Camba, a su vez, procedía de forma parecida. “Leía yo recientemente una estadística del doctor Rokeby sobre el tiempo que pierden los hombres en hacerse el nudo de la corbata ‑escribía en su artículo Una estadística impresionante, en 1944‑. Suponiendo que, por término medio, pierdan tan sólo un minuto, ello arrojaría por cada millón de hombres el total de un millón de minutos, lo que, en un país como España, se elevaría en seguida a la fabulosa cantidad de doscientas mil horas diarias, o sea veinticinco mil jornadas de ocho horas.
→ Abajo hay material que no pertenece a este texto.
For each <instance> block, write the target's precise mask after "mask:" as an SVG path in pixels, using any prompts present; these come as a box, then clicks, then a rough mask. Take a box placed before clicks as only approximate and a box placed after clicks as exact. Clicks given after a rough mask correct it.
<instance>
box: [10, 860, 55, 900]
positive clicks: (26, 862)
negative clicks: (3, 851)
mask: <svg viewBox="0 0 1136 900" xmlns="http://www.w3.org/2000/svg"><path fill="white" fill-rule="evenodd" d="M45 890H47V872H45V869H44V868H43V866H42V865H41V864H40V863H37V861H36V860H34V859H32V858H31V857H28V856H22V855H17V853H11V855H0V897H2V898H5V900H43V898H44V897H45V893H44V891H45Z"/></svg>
Es decir, que invirtiendo en otras actividades el tiempo que emplean en anudarse la corbata, los españoles, según el doctor Rokeby, podrían hacerse muy fácilmente cada mes un túnel, un rascacielos, un puente, una carretera, un buque o un aeródromo.”

José Julio Perlado – “El artículo literario y periodístico – Paisajes y personajes”, págs 24-26

 

 

(Imágenes -1-Jacek Malczewski– 1907/ 2-Vincent Giarrano/ 3-Bernard Lamotte- 1940/ 4- Georges Dambier– 1952/ 5- David Lyle)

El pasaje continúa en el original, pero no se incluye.